A recent interview with her is here:

As a transgender person, I cannot help but be active in the struggle for civil rights and non-discrimination for trans people, and also for the entire LGBT community. We are all brothers and sisters, and MLK jr said many years ago, that "injustice anywhere, is a threat to justice everywhere."
I would urge the readers of this blog to participate in social justice somewhere.
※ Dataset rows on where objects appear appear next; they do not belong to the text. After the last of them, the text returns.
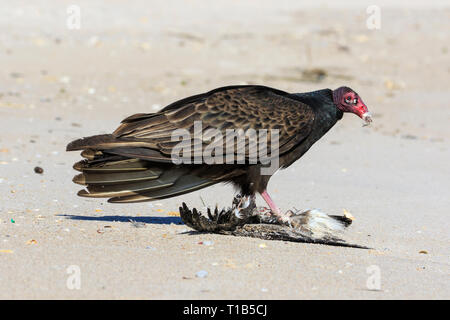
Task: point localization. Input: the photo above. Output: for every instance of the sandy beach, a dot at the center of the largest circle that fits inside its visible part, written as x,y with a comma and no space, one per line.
59,83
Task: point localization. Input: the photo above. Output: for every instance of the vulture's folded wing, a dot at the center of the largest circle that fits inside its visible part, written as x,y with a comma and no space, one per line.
250,108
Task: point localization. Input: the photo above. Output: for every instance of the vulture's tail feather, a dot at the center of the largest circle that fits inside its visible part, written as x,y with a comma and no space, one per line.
126,180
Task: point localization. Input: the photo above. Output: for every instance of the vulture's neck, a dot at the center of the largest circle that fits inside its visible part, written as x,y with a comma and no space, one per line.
321,101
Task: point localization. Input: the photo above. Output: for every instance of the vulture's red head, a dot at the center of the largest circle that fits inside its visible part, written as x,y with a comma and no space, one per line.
347,100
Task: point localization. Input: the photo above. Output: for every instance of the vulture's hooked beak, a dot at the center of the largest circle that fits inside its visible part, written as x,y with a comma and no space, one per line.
367,117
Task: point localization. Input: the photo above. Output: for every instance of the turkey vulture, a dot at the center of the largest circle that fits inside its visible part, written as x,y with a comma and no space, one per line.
136,162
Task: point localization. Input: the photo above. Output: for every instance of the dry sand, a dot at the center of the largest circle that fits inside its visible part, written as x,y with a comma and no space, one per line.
58,84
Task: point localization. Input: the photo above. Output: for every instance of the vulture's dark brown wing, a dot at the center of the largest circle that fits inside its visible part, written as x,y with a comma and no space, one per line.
242,107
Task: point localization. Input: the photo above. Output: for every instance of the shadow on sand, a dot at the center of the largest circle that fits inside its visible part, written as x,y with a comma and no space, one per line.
145,220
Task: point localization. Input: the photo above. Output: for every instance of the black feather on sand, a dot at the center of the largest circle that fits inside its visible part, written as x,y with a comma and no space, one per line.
310,226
It could be at a women's shelter against violence, or at an AIDS hospice, or a homeless shelter or an advocacy group, but DO social justice. If you cannot volunteer, give donations! Find where your passion lies and volunteer and help make the world a better place.
Did not Obama say "be the change you need to see in the world". Maybe that wasn't him and I am attributing every change quote to him? Oh well.

Monday, January 26, 2009

Creating Change

I will attend the Creating Change Conference in Denver this weekend. The event is put on by the national Gay and Lesbian Task Force(NGLTF), and there will be workshops, seminars, speeches, and presentations by a variety of groups and individuals.
Over 2000 people are expected to attend. Most of the attendees will be (like me)activists in the fight for civil rights for GLBT persons. The conference is being held at the Grand Hyatt in downtown Denver.
Among the workshops that interest me are subjects like sexuality and spirituality, trans health care, United ENDA, relationship between a Board and the ED, and others.
As the representative (executive director) of Equality NM I will also network with vendors, friends, grantors, and other organizations.

It should be very informative, but also fun. I will see my friend Kelly, who lives in Denver and we have chatted on line but never met. I hope I can find some good places to eat within walking distance of the Hotel.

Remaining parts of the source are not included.